Hello Builders, issue #6
News from the trenches of AI in the week Dec 22-29, 2025
Hello Builders,
As 2025 draws to a close, the AI landscape reveals a fascinating paradox: while social media amplifies the worst of AI hype culture, the underlying research is making genuine, measurable progress. This week, PayPal deployed a production multi-agent system using NVIDIA’s NeMo framework, signaling that enterprise agentic AI has moved from proof-of-concept to production reality. Meanwhile, new research on perplexity-aware scaling laws challenges the “more data is better” paradigm, and responsible AI frameworks gain traction with consensus-driven reasoning approaches. The tension between market irrationality and technical advancement has never been starker. For builders shipping real products, the signal is clear: focus on fundamentals, ignore the noise.
This week’s signal in the noise
PayPal deploys production Commerce Agent using NVIDIA’s NeMo framework, signaling enterprise adoption of multi-agent architectures has reached maturity. • New perplexity-aware scaling laws promise more efficient LLM training, moving beyond the brute-force “more data is better” paradigm. • Responsible AI frameworks gain traction with consensus-driven reasoning approaches for explainability and governance. • MIT Technology Review calls out AI boosterism on social media, with Google DeepMind’s Demis Hassabis publicly embarrassed by overhyped claims.

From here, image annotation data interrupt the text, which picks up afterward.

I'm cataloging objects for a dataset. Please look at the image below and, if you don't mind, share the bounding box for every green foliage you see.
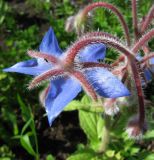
[14,95,39,160]
[0,0,154,160]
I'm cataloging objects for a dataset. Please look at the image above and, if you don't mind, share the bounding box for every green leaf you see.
[144,153,154,160]
[106,150,115,158]
[79,110,104,149]
[17,95,31,121]
[46,154,55,160]
[21,118,32,135]
[81,95,92,105]
[20,134,36,156]
[67,149,96,160]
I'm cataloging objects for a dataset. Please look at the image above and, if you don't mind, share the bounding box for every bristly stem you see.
[141,5,154,33]
[81,62,111,70]
[140,52,154,63]
[27,50,58,63]
[132,29,154,53]
[66,34,145,129]
[28,69,64,89]
[132,0,139,41]
[83,2,130,46]
[70,71,97,101]
[99,114,111,153]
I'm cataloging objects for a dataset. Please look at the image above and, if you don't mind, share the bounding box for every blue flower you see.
[4,28,130,125]
[136,54,154,85]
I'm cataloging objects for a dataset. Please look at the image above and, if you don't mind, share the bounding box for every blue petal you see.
[45,78,81,125]
[136,53,142,61]
[149,58,154,73]
[3,58,52,76]
[39,27,62,56]
[79,44,106,62]
[144,68,152,81]
[85,68,130,98]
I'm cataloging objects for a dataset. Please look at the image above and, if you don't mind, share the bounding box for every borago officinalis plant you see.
[4,28,130,125]
[65,0,154,139]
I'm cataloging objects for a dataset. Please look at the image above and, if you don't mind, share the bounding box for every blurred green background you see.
[0,0,154,160]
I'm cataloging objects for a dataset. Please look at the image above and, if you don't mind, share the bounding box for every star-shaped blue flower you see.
[4,28,130,125]
[136,54,154,82]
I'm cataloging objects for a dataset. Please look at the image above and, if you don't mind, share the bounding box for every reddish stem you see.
[66,33,145,124]
[132,29,154,53]
[83,2,130,46]
[141,5,154,33]
[28,69,64,89]
[140,52,154,63]
[132,0,139,41]
[81,62,111,69]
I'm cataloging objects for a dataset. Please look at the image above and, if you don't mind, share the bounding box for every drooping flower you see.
[4,28,130,125]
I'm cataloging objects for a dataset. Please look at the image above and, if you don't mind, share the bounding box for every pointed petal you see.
[144,68,152,81]
[149,58,154,73]
[45,78,81,125]
[85,68,130,98]
[3,58,52,76]
[79,44,106,62]
[39,27,62,56]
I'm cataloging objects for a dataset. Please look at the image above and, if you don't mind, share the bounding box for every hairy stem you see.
[27,50,58,63]
[99,114,111,153]
[66,36,145,127]
[28,69,64,89]
[141,5,154,33]
[83,2,130,46]
[132,29,154,53]
[140,52,154,63]
[132,0,139,41]
[81,62,111,69]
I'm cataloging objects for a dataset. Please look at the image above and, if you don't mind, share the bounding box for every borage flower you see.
[4,28,129,125]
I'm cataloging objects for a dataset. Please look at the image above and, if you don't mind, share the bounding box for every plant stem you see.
[99,115,111,153]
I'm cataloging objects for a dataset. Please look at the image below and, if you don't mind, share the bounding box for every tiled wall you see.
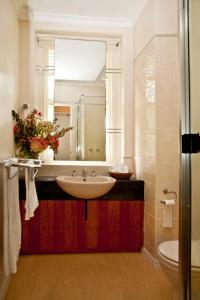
[134,35,180,257]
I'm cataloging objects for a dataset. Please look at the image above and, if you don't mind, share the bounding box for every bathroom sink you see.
[56,176,116,199]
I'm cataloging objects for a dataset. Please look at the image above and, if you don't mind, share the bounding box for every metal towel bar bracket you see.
[6,159,42,181]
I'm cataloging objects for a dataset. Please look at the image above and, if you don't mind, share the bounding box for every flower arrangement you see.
[12,109,73,158]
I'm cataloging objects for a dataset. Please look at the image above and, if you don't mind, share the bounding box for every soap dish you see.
[109,171,133,180]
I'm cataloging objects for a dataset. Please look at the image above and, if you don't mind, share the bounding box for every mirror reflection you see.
[36,35,121,161]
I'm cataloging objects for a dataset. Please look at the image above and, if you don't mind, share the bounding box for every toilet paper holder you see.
[163,187,177,200]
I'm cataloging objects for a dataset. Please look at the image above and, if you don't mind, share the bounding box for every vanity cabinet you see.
[20,179,144,254]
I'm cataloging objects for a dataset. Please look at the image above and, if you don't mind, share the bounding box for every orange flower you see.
[30,136,48,153]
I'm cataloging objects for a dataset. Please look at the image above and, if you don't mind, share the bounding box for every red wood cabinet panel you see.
[20,200,144,254]
[87,200,144,228]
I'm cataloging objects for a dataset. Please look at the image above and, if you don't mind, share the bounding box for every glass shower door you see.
[188,0,200,300]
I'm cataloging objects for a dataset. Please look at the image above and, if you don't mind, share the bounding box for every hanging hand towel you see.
[3,168,21,276]
[25,168,39,220]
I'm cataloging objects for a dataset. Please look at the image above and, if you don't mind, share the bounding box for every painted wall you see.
[133,0,180,258]
[0,0,19,157]
[0,0,19,299]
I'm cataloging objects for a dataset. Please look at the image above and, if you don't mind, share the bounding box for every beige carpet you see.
[6,253,172,300]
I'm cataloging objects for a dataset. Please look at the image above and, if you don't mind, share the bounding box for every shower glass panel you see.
[189,0,200,300]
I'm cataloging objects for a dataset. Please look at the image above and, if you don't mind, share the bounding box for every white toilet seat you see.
[158,240,200,272]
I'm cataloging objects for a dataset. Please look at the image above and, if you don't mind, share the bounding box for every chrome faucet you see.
[81,169,87,177]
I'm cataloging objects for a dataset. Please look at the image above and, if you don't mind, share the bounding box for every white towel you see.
[25,168,39,220]
[3,168,21,276]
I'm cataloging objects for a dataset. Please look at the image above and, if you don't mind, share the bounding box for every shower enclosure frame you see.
[179,0,195,300]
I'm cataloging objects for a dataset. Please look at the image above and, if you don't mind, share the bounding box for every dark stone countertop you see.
[19,177,144,201]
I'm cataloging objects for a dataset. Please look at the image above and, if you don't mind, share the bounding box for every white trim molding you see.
[33,12,133,27]
[142,247,161,268]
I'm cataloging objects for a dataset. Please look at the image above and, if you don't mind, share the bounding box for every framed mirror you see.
[36,35,122,161]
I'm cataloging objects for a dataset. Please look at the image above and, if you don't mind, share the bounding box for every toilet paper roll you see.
[163,206,173,228]
[160,199,176,206]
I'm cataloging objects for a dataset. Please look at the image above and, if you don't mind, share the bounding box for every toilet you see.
[158,240,200,300]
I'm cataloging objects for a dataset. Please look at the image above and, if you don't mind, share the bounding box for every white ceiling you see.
[24,0,147,22]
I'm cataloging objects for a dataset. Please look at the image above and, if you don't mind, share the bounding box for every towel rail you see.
[6,159,42,181]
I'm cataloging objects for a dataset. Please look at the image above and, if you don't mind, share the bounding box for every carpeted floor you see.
[6,253,172,300]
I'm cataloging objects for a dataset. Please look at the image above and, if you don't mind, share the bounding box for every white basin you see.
[56,176,116,199]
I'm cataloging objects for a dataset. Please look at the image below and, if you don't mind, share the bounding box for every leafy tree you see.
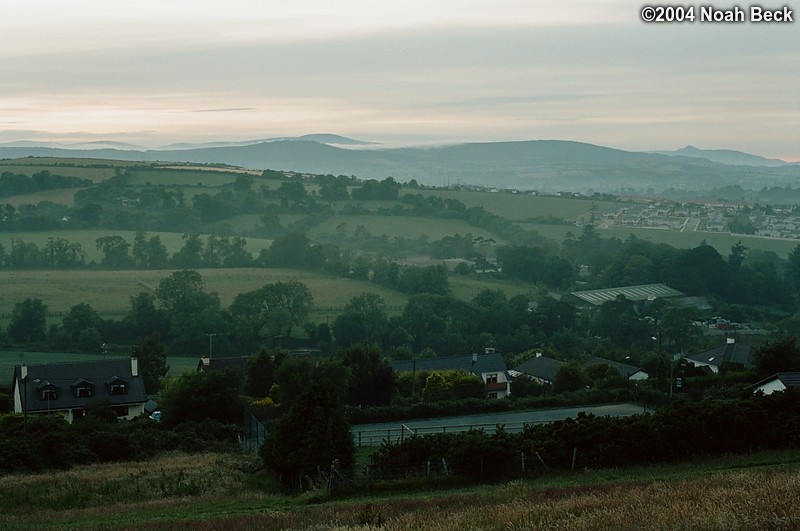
[230,280,314,337]
[131,231,169,269]
[754,337,800,378]
[133,332,169,394]
[156,269,208,314]
[244,348,286,397]
[95,236,131,269]
[265,232,311,269]
[261,384,355,489]
[8,298,47,343]
[336,345,394,406]
[333,293,389,346]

NEMO-4-PAYPAL: Enterprise Multi-Agent Systems Go Production
PayPal’s announcement of its Commerce Agent represents a significant milestone in enterprise AI adoption. Built on NVIDIA’s NeMo framework with fine-tuned Nemotron models, this multi-agent system handles search and discovery at production scale. The partnership demonstrates that the theoretical promise of agentic architectures is translating into real-world deployments. What’s notable isn’t just the technology, but the validation of the multi-agent paradigm: instead of monolithic models trying to do everything, specialized agents coordinate to handle complex workflows. For enterprise architects evaluating agentic systems, PayPal’s deployment provides a blueprint, though the reliance on specialized hardware partnerships raises legitimate questions about vendor lock-in and portability.
Link: https://arxiv.org/abs/2512.21578
The Perplexity Paradox: Smarter Scaling Laws for LLM Training
Researchers have proposed a novel perplexity-aware data scaling law that challenges conventional wisdom about continual pre-training. The current power-law relationship between dataset size and test loss yields diminishing returns, leading to suboptimal data utilization and inefficient training. The new approach suggests that measuring perplexity landscapes can more accurately predict performance than simply counting tokens. For organizations running expensive training jobs, this represents potential cost savings of millions of dollars. The implication is clear: the “scale is all you need” era may be ending, replaced by smarter, more efficient approaches to model development.
Link: https://arxiv.org/abs/2512.21515
Responsible AI: Consensus-Driven Reasoning for Explainable Agents
As AI agents gain autonomy, the challenges of explainability, accountability, and governance become critical. A new framework proposes consensus-driven reasoning to address these concerns, coordinating Large Language Models, Vision Language Models, tools, and external services while maintaining transparency. The approach is particularly relevant as enterprises deploy agentic systems that influence downstream decisions. This isn’t just academic research; it’s a direct response to regulatory pressure and enterprise risk management requirements. For decision-makers, this signals that responsible AI isn’t optional; it’s becoming a technical requirement baked into system design.
Link: https://arxiv.org/abs/2512.21699
The Hype Reckoning: When AI Boosterism Backfires
MIT Technology Review published a sharp critique of AI boosterism on social media, centered on an incident where Google DeepMind CEO Demis Hassabis called out an OpenAI researcher’s overhyped claims about GPT-5 solving mathematical problems. Hassabis’s three-word response, “This is embarrassing,” encapsulates the growing backlash against hyperbolic AI announcements. The piece argues that social media incentives reward sensationalism over accuracy, creating a feedback loop that damages the field’s credibility. For builders, the lesson is straightforward: let your work speak for itself, and be skeptical of claims that seem too good to be true. The gap between demo and production remains the only metric that matters.